Тогда её учили произнести фразу «дядя Костя сидел за рулём», и зазубривая фразу, девочка видела в памяти картинку, где дядя Костя с пассажирского сидения тянет руку к рулю, а машина прёт наискосок, пересекая встречную полосу – прямо в фонарный столб. Это было последним, что она помнила, прежде чем оказалась в больничке.

И вот сидит Лю Лю на горшке (в больницах это носит название судно) – около кровати. В палате на десять или больше человек, почти как в классе. А в дверь сначала заглядывает, а потом целиком протискивается мальчишка. И спрашивает, мол, кто тут такая-сякая – её просют в процедурный кабинет… Лю Лю вызывают в кабинет, а она сидит на горшке и окаменела от стыда. Онемела – в натуре, типа – статУя какающей девочки.

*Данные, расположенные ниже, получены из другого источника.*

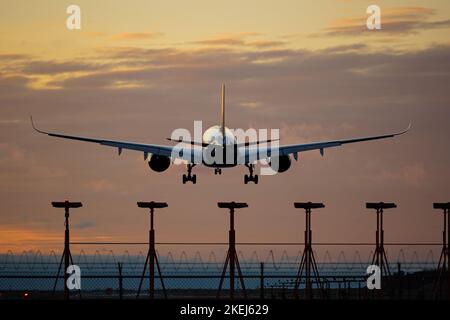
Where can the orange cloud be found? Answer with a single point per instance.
(397, 20)
(124, 36)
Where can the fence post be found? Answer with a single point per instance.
(120, 281)
(262, 280)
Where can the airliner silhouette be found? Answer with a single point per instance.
(219, 141)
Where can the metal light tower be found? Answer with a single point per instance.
(308, 262)
(232, 257)
(443, 270)
(152, 257)
(379, 256)
(66, 255)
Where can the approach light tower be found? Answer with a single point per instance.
(308, 263)
(379, 256)
(152, 257)
(443, 270)
(66, 255)
(232, 257)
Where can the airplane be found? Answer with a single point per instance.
(220, 138)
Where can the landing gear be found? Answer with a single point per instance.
(189, 176)
(250, 177)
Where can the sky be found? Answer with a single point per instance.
(137, 70)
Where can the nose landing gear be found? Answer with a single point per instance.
(250, 177)
(190, 177)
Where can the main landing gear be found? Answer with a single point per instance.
(189, 176)
(250, 177)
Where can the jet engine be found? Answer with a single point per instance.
(159, 163)
(284, 163)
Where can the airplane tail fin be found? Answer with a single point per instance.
(222, 114)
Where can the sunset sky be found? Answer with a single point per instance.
(137, 70)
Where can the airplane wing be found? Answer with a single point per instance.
(167, 151)
(266, 152)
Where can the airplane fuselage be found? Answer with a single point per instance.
(213, 136)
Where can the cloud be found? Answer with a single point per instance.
(222, 42)
(411, 175)
(85, 225)
(395, 21)
(54, 67)
(135, 36)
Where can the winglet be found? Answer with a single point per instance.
(34, 127)
(406, 130)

А он стоит и смотрит. Ему сказали проводить девочку, потому что ей не разрешают ходить одной. И одновременно все в палате смотрят на Лю Лю.

А Лю Лю потеряла всякую ориентацию, время остановилось, жизнь кончилась – ничего больше не имело значения. Не знаю, может Лю Лю грохнулась в обморок, не помню, что с ней стало. Но на всю жизнь она получила вечный сон, как она на горшке и не может… ни туда-ни сюда…

Такое дело.

Кости мальчишки, наверно, давно истлели, поглощённые наркотическими трипами в компаниях таких же маленьких глупых буратин, а Лю Лю всё продолжает видеть свои до одури опостылевшие сны.

Сидит на судне и смотрит…

Так о чём я? О том чтобы податься в террористки?

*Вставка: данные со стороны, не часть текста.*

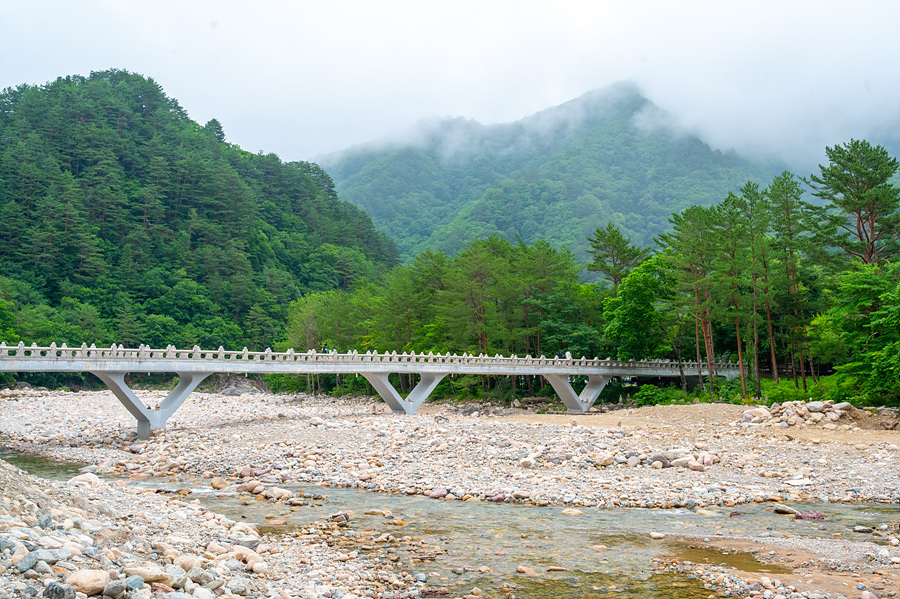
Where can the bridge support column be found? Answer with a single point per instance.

Да. Хорошо бы, например, пробраться на частный корпоративчик, на судно – на круизный лайнер по типу New Titanic, заангажированный богатенькими ублюдками, чтобы на частной вечеринке потешиться массовыми оргиями. А тут я – не ждали? А я прилетела! Как незаметная зелёная мушка… – только с небольшой бомбочкой под крылышком…

И?

«Под крылом самолёта о чём-то поёт… зелёное море тайги»…

Но нет… А вот и нет! Про тайгу я вспоминать не буду. Не дождётесь. Тайга, снег по пояс, и непонятно, как по нему ходят. Ногу-то не вытащить… Ну и пусть… мне пофигу… меня там нет.

Нету. Ни там, ни здесь. А где я?

Чёрт бы его побрал, этого, мать его, загадочного принца! – Стивен! Кинг! Чёрт… Да и пошли они все…

Буду себя укачивать. Вот, как на кораблике…

По пути к Шпицбергену, к русскому городку Баренцбург… на Норвежском острове…

Тогда в Москве Лю Лю взяли с собой в команду моржей, и группа товарищей добиралась до острова, чтобы там проплыть рекордную эстафету: сутки в воде без перерыва. А вода там постоянно не выше двух-трёх градусов.

Дядька один московский организовал команду, выбивал спонсорские деньги и возил ребят по разным местам – в холодные воды, даже на Байкале побывали – чтобы ставить рекорды, а самому побыть важным Генералом для оловянных солдатиков-моржат. Ну, или моржатиков-солдат – такое ему больше душу грело.

 

Началась качка, меня мгновенное вырубило в морскую болезнь. В минуту – с пакетом прижатым к груди я уже на верхних нарах – страдаю от качки. Ненавижу страдать! С минуты на минуту начнёт рвать.

И припомнила метОду: если чего-то избежать ну нету никакой совсем возможности, но при этом переносить это – нету никакого терпения! То – нужно… – сделать… – что???

– Нужно это…неизбежное… – взять, да и – полюбить!

– По-лю-бить! – Когда я об этом подумала, к горлу подступил очередной спазм… пакет мгновенно возле рта… Но нет, хвала везению – пронесло.

Полюбить качку? Которая вызывает самые блевотные рефлексы? – КанеШна!

А что тут такого особенного?

Ну, есть ведь в качке что-то доброе и приятное? Например, когда качают колыбель? Ну да… детки же засыпают и не жалуются? А когда у меня бывает сильный стресс, то я тоже сижу болванчиком и качаюсь из стороны в сторону. Часами.

Когда мама неожиданно умерла, то я долго качалась. Очень долго. Я на людях плакать-то не могу. Только качаться…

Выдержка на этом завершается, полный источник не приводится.